Trump had to 'face the music' that U.S., North Korea worlds apart on nuclear deal

Donald Trump's decision to scrap a historic summit with North Korean leader Kim Jong-un was inevitable, some experts say, but there is still hope the meeting can happen.

Jonathan Pollack, a senior fellow at the Brookings Institution Center for East Asia Policy Studies, doesn't think the sudden scuttling of the summit was a strategic move by the president.

Rather, he said, it became increasingly apparent in recent days that the U.S. and North Korea were "worlds apart" on any definition of denuclearization, and Trump's deal-making couldn't bridge the gap.

Donald Trump says he's waiting for Kim Jong-un to engage in 'constructive dialogue' after calling off North Korea summit. 0:50

"It just seemed to me that ultimately even Trump had to face the music on this and simply cancel it," Pollack told CBC News. 

"The North Koreans have never said they would give up their nuclear weapons. Never. And it might have behooved the administration if they had paid more attention to what North Korea says very, very consistently."

'Wing and a prayer'

Pollack said it was clear the summit was being put together "on a wing and a prayer," and its collapse was "eminently predictable."

"President Trump agreed to it initially on a very impulsive basis, without any kind of consultations with his immediate circle, without any consideration of the complexities of it and, frankly, with the belief that somehow North Korea could be talked out of its nuclear weapons."

Hopes for some kind of breakthrough deal on North Korea's nuclear weapons program was based on "an enormous amount of magical thinking" on Trump's part, Pollack said.

The summit, which had been scheduled for June 12 in Singapore, would have been the first time a sitting U.S. president met face-to-face with a North Korean leader. 
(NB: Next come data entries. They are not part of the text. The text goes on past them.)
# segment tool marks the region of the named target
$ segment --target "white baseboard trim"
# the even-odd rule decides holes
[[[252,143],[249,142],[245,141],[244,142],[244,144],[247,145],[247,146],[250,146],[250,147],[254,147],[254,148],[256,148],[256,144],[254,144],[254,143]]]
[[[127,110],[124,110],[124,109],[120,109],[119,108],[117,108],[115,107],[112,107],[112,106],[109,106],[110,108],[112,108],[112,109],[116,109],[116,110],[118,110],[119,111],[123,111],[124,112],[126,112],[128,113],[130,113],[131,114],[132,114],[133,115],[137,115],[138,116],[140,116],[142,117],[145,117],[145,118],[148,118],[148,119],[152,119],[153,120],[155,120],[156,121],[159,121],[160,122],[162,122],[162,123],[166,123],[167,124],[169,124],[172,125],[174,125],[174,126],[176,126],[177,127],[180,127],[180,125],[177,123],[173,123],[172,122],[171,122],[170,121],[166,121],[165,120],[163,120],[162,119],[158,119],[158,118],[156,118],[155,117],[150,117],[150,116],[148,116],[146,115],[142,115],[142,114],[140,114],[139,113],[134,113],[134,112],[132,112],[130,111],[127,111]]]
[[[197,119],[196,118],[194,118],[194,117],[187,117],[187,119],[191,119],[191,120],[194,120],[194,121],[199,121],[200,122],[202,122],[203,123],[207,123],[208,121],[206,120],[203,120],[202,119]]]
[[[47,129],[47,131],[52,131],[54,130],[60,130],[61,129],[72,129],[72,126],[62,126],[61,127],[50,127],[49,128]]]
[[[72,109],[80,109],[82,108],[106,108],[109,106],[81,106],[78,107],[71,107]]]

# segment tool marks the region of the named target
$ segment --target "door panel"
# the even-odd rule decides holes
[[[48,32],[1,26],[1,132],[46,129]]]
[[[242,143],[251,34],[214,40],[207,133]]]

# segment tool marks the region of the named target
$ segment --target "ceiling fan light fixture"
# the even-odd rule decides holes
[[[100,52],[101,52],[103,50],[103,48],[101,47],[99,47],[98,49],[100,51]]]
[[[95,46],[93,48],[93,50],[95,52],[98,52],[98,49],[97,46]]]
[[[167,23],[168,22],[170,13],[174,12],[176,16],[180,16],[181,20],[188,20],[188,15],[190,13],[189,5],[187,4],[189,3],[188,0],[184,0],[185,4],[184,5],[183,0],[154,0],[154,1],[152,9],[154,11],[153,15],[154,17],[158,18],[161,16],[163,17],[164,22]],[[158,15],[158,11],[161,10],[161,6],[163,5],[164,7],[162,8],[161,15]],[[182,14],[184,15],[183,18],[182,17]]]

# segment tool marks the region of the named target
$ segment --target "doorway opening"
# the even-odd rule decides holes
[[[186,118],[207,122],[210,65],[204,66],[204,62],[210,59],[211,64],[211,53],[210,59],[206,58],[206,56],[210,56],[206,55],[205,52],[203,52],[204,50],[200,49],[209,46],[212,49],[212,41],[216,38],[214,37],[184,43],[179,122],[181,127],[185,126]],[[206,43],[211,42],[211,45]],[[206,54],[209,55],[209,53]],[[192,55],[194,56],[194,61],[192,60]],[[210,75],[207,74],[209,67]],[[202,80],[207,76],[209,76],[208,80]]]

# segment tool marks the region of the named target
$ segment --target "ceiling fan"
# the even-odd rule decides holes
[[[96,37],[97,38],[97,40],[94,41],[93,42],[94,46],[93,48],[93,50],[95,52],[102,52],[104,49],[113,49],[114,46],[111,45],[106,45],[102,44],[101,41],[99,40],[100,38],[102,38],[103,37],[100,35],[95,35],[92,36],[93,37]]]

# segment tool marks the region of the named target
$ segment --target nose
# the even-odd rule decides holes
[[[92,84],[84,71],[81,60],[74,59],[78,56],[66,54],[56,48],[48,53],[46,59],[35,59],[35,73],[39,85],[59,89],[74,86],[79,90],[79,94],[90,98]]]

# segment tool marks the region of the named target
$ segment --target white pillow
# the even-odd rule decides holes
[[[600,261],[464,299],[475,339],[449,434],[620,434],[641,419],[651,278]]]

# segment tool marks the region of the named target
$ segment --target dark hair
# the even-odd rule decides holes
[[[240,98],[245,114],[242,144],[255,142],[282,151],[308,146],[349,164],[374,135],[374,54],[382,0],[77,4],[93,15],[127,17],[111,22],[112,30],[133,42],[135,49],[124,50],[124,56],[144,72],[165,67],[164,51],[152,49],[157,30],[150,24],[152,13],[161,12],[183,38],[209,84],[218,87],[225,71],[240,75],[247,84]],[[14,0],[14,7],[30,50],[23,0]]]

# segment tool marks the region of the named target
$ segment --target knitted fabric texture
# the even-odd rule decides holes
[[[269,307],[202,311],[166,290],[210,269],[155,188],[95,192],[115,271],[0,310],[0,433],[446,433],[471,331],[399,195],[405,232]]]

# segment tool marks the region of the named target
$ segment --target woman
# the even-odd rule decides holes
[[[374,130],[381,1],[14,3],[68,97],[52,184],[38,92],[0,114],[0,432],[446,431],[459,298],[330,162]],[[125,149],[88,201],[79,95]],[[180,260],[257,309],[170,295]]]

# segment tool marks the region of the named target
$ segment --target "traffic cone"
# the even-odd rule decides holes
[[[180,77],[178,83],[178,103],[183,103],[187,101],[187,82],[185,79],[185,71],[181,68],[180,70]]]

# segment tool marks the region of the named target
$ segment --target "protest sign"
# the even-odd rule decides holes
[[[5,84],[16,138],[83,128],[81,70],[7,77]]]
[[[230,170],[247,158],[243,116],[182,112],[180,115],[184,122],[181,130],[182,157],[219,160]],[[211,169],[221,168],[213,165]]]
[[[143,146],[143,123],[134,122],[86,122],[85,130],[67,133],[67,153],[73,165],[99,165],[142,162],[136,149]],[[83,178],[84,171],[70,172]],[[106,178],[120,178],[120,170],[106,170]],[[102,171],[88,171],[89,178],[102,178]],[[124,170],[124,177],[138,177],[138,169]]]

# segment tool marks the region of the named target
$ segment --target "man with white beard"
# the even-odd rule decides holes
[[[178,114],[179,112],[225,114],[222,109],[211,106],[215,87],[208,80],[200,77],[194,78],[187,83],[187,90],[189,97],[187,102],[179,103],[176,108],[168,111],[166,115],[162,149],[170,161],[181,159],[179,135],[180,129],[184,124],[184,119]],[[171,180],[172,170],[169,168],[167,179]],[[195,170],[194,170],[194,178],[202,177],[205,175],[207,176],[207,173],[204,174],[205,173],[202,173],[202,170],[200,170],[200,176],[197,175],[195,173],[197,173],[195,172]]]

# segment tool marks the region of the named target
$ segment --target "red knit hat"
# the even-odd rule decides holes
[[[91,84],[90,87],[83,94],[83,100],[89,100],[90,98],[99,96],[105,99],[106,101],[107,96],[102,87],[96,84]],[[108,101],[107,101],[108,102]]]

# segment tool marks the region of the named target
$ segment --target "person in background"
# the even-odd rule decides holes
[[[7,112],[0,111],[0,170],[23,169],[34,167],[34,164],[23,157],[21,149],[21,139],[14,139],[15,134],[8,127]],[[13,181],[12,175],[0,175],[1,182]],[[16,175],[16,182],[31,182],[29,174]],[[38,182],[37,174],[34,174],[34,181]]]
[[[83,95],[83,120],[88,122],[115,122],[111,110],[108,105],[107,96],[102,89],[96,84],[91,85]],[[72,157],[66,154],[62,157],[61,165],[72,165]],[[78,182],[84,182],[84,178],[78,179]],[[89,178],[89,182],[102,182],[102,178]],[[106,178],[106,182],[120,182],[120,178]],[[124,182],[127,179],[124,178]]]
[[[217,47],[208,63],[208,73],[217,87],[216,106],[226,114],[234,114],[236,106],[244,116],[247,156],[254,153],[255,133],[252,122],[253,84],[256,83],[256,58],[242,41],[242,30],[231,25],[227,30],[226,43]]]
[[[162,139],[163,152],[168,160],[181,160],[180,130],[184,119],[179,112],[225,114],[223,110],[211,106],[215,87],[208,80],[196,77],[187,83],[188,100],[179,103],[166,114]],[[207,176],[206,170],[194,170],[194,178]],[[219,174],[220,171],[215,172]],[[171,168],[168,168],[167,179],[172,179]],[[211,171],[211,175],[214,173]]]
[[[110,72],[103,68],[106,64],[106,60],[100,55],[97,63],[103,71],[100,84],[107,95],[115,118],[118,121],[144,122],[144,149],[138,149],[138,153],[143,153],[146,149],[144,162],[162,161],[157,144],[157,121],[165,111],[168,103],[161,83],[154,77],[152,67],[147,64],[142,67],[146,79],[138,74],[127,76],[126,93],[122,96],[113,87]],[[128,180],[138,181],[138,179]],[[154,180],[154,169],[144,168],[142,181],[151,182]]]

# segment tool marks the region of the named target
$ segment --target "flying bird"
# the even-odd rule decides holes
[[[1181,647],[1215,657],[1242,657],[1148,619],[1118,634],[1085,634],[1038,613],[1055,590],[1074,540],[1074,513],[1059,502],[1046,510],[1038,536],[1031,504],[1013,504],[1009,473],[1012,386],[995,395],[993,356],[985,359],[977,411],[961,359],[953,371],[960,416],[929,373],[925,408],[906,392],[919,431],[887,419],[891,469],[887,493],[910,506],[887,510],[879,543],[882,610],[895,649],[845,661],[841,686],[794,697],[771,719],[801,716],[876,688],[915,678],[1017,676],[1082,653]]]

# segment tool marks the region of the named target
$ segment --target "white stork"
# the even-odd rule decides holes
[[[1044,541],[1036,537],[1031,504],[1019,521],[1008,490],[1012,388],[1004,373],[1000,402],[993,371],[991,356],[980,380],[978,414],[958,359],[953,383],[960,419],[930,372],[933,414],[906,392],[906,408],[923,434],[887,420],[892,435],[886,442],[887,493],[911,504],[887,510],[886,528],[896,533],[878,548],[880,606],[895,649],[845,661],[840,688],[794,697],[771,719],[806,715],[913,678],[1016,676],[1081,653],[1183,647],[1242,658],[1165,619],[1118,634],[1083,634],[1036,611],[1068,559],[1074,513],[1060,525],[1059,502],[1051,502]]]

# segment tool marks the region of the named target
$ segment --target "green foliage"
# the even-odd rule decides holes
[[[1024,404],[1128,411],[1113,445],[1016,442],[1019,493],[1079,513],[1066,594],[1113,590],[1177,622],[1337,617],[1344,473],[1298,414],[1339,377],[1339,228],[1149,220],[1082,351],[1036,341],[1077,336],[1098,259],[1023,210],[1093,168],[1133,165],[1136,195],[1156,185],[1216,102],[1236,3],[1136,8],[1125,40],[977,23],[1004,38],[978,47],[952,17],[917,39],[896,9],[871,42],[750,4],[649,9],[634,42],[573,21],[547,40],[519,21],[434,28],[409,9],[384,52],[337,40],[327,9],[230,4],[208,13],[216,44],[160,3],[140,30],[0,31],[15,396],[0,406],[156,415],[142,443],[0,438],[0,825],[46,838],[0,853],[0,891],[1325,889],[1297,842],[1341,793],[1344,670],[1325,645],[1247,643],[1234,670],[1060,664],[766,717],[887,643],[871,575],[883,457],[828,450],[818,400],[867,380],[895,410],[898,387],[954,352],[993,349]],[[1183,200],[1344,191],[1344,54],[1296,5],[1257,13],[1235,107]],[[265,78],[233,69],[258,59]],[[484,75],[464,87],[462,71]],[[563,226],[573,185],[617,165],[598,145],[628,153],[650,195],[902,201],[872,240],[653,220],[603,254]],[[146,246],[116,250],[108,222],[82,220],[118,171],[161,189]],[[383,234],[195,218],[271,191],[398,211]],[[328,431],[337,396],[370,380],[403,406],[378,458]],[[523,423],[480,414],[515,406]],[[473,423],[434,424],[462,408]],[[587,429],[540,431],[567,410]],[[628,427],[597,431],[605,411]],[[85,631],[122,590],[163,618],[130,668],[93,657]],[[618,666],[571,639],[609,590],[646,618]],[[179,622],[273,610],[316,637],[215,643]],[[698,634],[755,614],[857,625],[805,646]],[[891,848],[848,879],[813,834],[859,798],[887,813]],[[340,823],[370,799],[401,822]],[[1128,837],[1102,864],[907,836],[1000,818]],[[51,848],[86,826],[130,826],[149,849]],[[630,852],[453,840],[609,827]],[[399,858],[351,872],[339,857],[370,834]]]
But in a letter addressed to Kim and released by the White House on Thursday, Trump said he felt it was "inappropriate" to go forward, based on the "tremendous anger and open hostility displayed in your most recent statement."

While Kim himself had not made any public statements, Foreign Ministry official Choe Son Hui had recently referred to Mike Pence as a "political dummy" and threatened a nuclear showdown after the U.S. vice-president suggested North Korea could meet the same fate as Libya if Kim did not make a deal.


Libya voluntarily gave up its nuclear weapons program in 2003, and leader Moammar Gadhafi was later ousted from power and killed by rebel forces. 

At least one U.S. official told The Associated Press that the North Korean government had broken several promises it made to the U.S. and South Korea: representatives failed to show up for a preliminary meeting in Singapore earlier this month, and have not returned calls from the U.S.

Meanwhile, North Korea following through on a pledge to blow up tunnels at its main nuclear test site did not impress the White House, with a senior official telling Reuters that North Korea broke its promise to allow experts to witness the  dismantling of the site.

'Day and night apart'

Harry Kazianis, director of defence studies at the conservative D.C.-based think-tank Center for the National Interest, said he's not at all surprised the summit was called off.

"The simple fact is that North Korea, when it came to a summit, wanted to make an aspirational pledge to denuclearize. The Trump administration wanted something concrete," he said, like a timeline or an inspection and verification process.

"Considering both sides were just day and night apart, this was always bound to collapse," Kazianis said.

But Kazianis doesn't think the summit is necessarily dead. Trump himself seemed to keep the door open, inviting Kim to "call me or write me" if he changed his mind about the summit.

The secretary of state read the letter to the U.S. Senate foreign relations committee, announcing the president's June 12 meeting with the North Korean leader had been called off 2:00

"I think the Trump administration really wants to have it, but there needs to be some sort of pledges on denuclearization," Kazianis said. 

He said North Korea's reaction over the next 24 to 48 hours will be key. 

"If they were smart, they wouldn't react very strongly and continue to try to do behind-the-scenes diplomacy to get to a summit."

Olli Heinonen, a former deputy director-general at the UN's nuclear agency, also said he doesn't think the door is closed.

"[Trump] is testing how willing Kim is," he told The Associated Press. "We have to remember why Kim comes to the meeting: the sanctions are biting. They have economic trouble there. I don't think this is the end of the road."

A former senior White House official and non-resident scholar at Carnegie Endowment for International Peace says Trump is trying to "play hard to get" with Kim. 

"Don't be fooled," Jon B. Wolfsthal wrote in Politico.​ "Trump wants the meeting as badly as ever, and will jump at the chance to reschedule if and when the time suits him."